Pare dni temu pojawily sie dwie dziwne czarne plamki na jednej lapce mojego legwana. Kiedys , kiedys na samym poczatku hodowli ta lapka byla w tym miejscu otarta ale ladnie sie wygoila. Co to moze byc?
Wersja do druku
Pare dni temu pojawily sie dwie dziwne czarne plamki na jednej lapce mojego legwana. Kiedys , kiedys na samym poczatku hodowli ta lapka byla w tym miejscu otarta ale ladnie sie wygoila. Co to moze byc?
I to by było na tyle , dzieki za odpowiedzi. PA
niewyraźnie jest to zdjęcie :( opisz jakiego rozdzaju są te plamki :)
a to zdjecie jest wyraźne ? plamki sa czarne , gladkie , błyszczące , wczesniej ich nie bylo.
nie wiem co to jest, ale na pocieszenie mój legwan też gdzieniegdzie ma zamiast zielonej łuski takie plamki, może to to samo?

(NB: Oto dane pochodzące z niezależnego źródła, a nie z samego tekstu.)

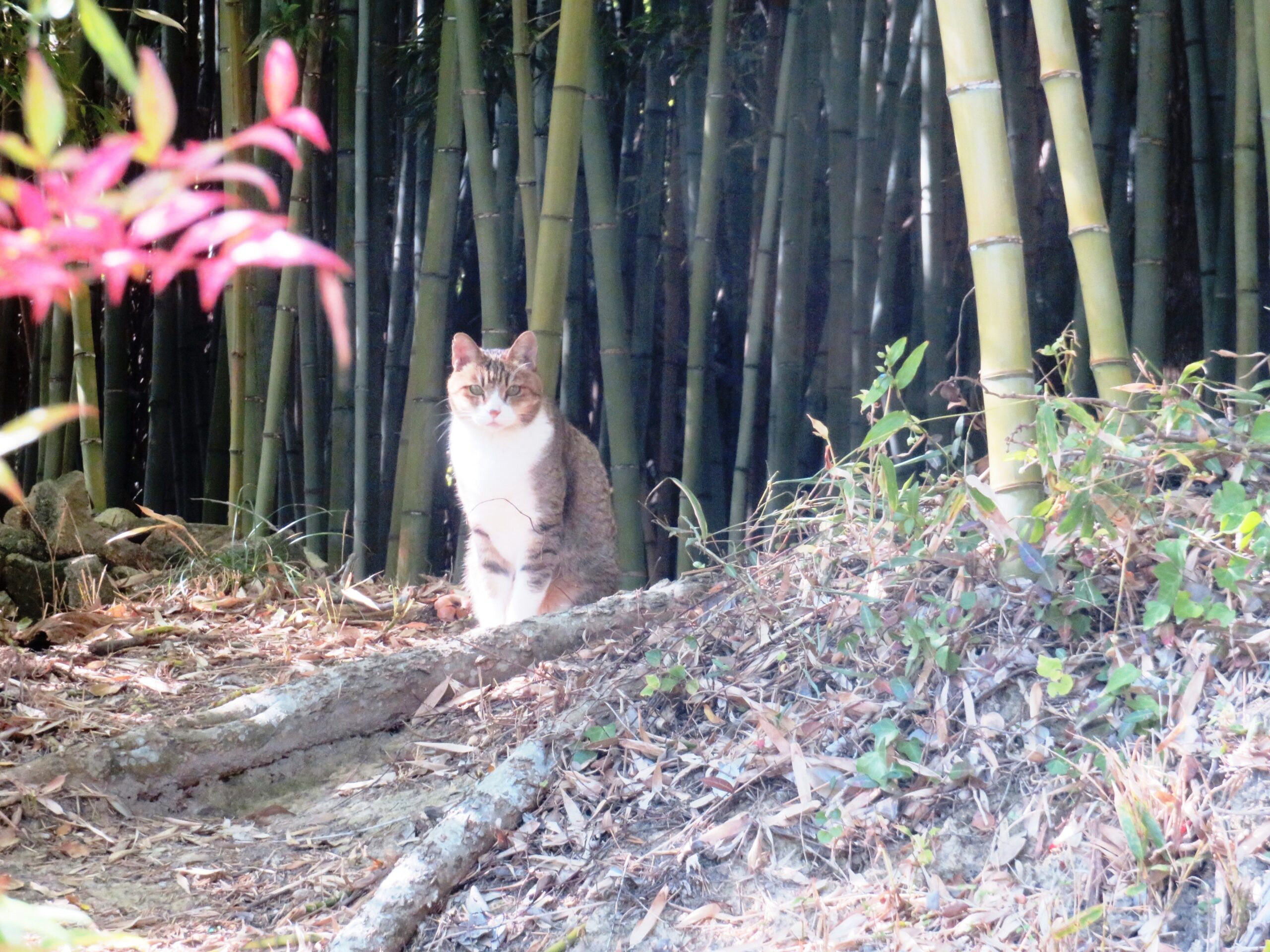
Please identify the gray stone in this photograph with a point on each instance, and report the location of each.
(75, 583)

Dzieki , balam sie , wprawdzie nie widze by plamki sie rozrastaly ale jak sie na czyms nie znam wole sie zapytac. Mam nadzieje ze to tylko taka "ozdoba". Meg twoja legwanica jest super , bardzo mi sie podoba:)
Twoja też NIEDŁUGO taka będzie :)
Być może ma gdzies dostęp do lampy grzewczej i sie lekko oparzył. Ma taka mozliwość ????
W zasadzie nie ma mozliwosci sie oparzyc , lampa wisi dosc wysoko , ale leo to akrobata i potrafi po wszystkim sie wspinac nawet jak wydaje mi sie ze jest to niemozliwe.Wiec nie wykluczam tego ze mogl sie oparzyc , myslalam juz o tym. niestety nie wiem jak wygladaja oparzenia u legwanow.
Ja nawet nie wiem czy to on czy ona , na forum zdania byly podzielone. Ale mam co mam :) Psoci troche , rozrabia mi w kwiatach , lubi siedziec mi na glowie(zdjecie) albo wchodzic po firance na karnisz. Pozniej musze brac drabine by go sciagac:). Wczoraj wymyslil sobie ze najlepszym miejscem do siedzenia jest abazur w lampie stojacej . Kiedy legwany robia sie troche bardziej "stateczne"?